Hello country people, Mr. President, Goodluck Ebele Azikiwe Jonathan will be off to Trinidad & Tobago and Jamaica with 70 (SEVENTY!!!)-member delegation next week for the Emancipation celebrations in the regions. The President has been kind enough to invite some wellwishers and VIP guests to accompany him and wife, the 1st Lady on the trips. In my fake Benin or is it Ibo accent, Nigeria doh!!!
Peep the Government’s press release below
PRESIDENT JONATHAN TO VISIT TRINIDAD AND TOBAGO, JAMAICA -President Goodluck Ebele Jonathan will depart Abuja tomorrow to attend Trinidad and Tobago Emancipation Day and Jamaica’s Independence Anniversary Celebration. President Jonathan, accompanied by First Lady, Dame Patience Jonathan, will review the Kambule Street Procession, the major event marking the Trinidad and Tobago Emancipation Day on Wednesday, August 1, with the Prime Minister of the Republic of Trinidad and Tobago, Hon. Kamla Persad-Bissessar.
He will present a Goodwill Message to the Procession, pay a courtesy call on Prof. George Maxwell Richards, President of Trinidad and Tobago and his wife, Dr. Jean Ramjohn Richards, and meet with members of the Nigerian community resident in Trinidad and Tobago.

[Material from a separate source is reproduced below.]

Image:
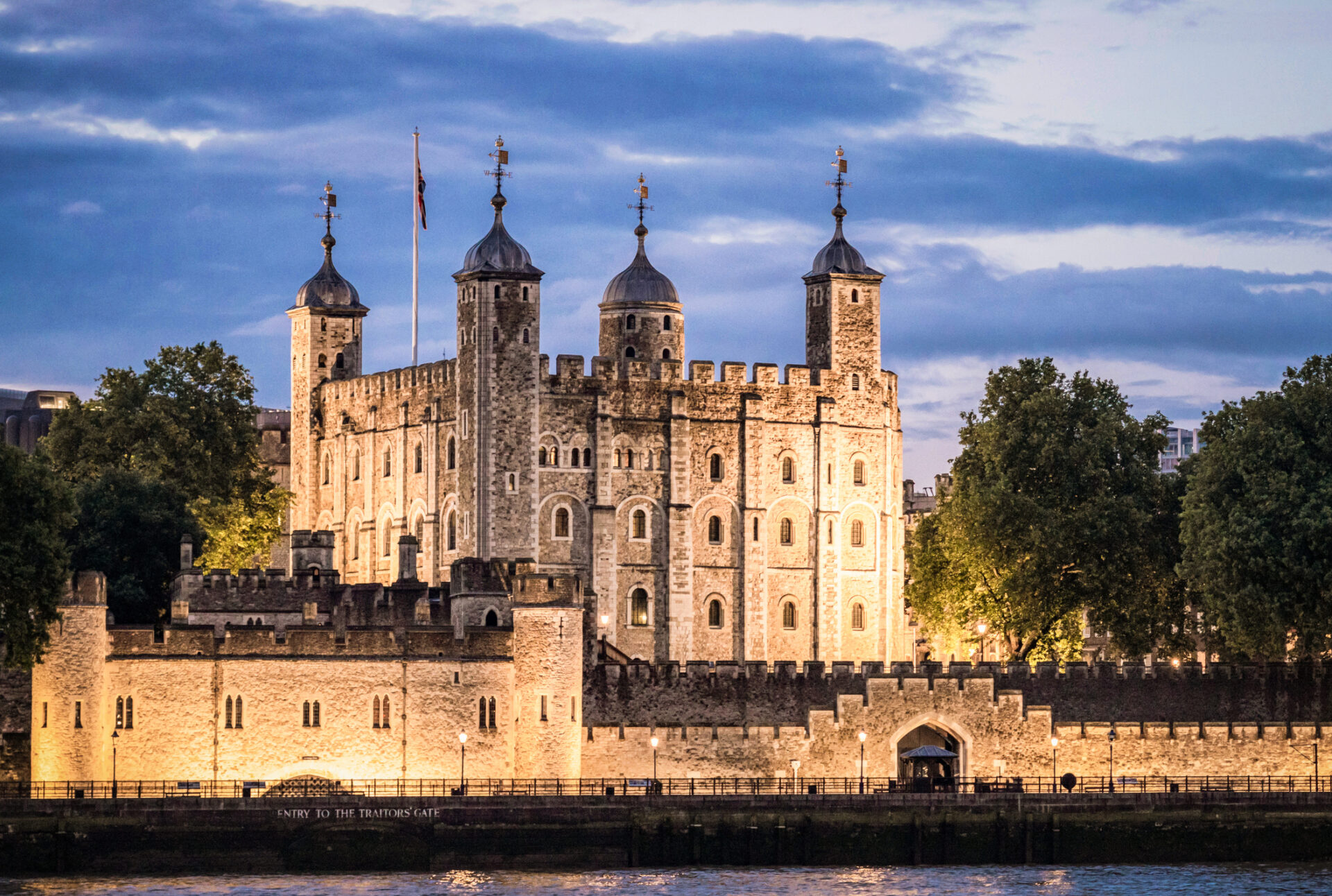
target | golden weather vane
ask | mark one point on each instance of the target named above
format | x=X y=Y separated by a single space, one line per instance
x=641 y=192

President Jonathan and Dame Patience Jonathan will attend the Emancipation Day Cultural Programme at the Lidj Yasu Omowale Emancipation Village, and be hosted to a State Banquet by the President of Trinidad and Tobago.
The President’s Official visit to Jamaica will commence on Thursday, August 2, with a Special Commemorative Session of Parliament in his honour, after which he will be hosted by the Jamaican Prime Minister, Portia Simpson-Miller.
Other activities of President Jonathan in Jamaica will include participation in a Mello Go Round at the National Stadium, a bilateral meeting in the Prime Minister’s office, a meeting with the Nigerian Community and a luncheon hosted by the Governor-General of Jamaica, Patrick Allen.
President Jonathan is expected back in Abuja on Saturday, August 4, 2012.
Trinidad and Tobago’s Emancipation Day is celebrated to mark the end of slavery for Africans in the
British Caribbean on August 1, 1838, and has been observed as a national holiday in Trinidad and Tobago since 1985, while Jamaica attained independence from Great Britain in 1962.